Systemy rakietowe, kałasznikowy i kornety. Saudowie chcą się zbroić w Rosji


Podczas rozmów na Kremlu z królem Arabii Saudyjskiej Salmanem zapadła zasadnicza zgoda na dostarczenie Rijadowi przez Moskwę systemów rakietowych S-400 Triumf. Strony podpisały też listy intencyjne o dostawach innego rodzaju broni - podał w piątek "Kommiersant".

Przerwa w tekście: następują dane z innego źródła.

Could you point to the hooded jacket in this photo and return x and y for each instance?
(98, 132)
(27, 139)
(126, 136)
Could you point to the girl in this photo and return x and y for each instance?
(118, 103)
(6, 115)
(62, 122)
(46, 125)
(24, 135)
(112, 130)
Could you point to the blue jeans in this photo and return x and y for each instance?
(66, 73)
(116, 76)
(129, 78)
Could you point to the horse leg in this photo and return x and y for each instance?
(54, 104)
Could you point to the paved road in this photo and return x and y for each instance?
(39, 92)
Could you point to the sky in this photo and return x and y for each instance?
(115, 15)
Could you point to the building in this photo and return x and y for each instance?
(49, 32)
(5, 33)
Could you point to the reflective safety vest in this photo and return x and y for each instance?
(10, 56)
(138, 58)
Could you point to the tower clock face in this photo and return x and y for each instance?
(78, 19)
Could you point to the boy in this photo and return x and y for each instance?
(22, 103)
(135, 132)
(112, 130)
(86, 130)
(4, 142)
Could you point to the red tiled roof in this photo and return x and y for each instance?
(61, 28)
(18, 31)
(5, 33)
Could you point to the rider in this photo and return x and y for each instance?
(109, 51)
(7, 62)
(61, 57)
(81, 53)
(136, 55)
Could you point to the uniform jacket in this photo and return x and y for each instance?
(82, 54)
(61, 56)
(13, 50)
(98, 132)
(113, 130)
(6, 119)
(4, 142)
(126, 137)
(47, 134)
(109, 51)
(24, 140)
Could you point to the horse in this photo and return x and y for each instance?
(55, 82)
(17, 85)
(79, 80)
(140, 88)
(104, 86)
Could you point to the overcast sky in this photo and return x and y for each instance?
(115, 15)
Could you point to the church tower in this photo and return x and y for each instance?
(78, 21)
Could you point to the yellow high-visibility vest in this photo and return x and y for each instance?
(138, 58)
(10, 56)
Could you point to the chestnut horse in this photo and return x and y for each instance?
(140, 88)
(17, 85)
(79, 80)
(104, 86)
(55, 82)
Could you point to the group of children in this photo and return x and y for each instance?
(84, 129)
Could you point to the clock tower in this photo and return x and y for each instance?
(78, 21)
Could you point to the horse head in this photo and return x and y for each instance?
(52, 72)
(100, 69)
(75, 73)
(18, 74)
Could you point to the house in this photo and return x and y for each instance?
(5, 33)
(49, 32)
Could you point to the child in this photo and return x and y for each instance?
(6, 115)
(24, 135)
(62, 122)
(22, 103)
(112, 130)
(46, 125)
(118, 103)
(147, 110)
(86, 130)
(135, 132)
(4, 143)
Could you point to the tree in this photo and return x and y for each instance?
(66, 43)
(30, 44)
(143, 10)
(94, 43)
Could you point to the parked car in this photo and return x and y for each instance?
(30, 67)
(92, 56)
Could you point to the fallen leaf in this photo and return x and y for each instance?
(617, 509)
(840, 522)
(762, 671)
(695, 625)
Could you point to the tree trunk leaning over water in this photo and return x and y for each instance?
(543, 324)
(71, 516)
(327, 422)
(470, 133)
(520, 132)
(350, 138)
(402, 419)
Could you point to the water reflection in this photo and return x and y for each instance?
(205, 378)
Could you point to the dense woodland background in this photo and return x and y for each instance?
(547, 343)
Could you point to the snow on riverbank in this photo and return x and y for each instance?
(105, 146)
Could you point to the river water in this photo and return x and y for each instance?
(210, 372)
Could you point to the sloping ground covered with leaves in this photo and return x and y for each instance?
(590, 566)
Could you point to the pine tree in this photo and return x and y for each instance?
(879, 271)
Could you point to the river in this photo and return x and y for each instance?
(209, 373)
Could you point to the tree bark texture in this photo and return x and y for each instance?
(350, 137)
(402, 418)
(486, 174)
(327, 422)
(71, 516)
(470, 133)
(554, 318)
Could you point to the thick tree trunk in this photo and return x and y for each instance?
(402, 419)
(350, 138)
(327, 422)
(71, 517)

W kwestii dostaw systemów S-400 stanowiska stron są tak bliskie, jak nigdy dotąd - podkreśla dziennik. W czwartek, po rozmowach saudyjskiego monarchy z prezydentem Władimirem Putinem media w Arabii Saudyjskiej podały, iż Rijad zgodził się na kupno od Rosji systemów S-400.

Kilka rodzajów broni

Jak podał "Kommiersant", strony zawarły kontrakt na organizację produkcji w Arabii Saudyjskiej karabinów Kałasznikowa (AK-103) i nabojów do nich. Podpisano także listy intencyjne dotyczące dostaw i lokalizacji systemów artylerii rakietowej TOS-1A, zestawów przeciwpancernych Kornet-EM i granatników AGS-30. Szczegóły transakcji będą omówione na posiedzeniu komisji międzyrządowej ds. współpracy wojskowo-technicznej pod koniec października - relacjonuje "Kommiersant".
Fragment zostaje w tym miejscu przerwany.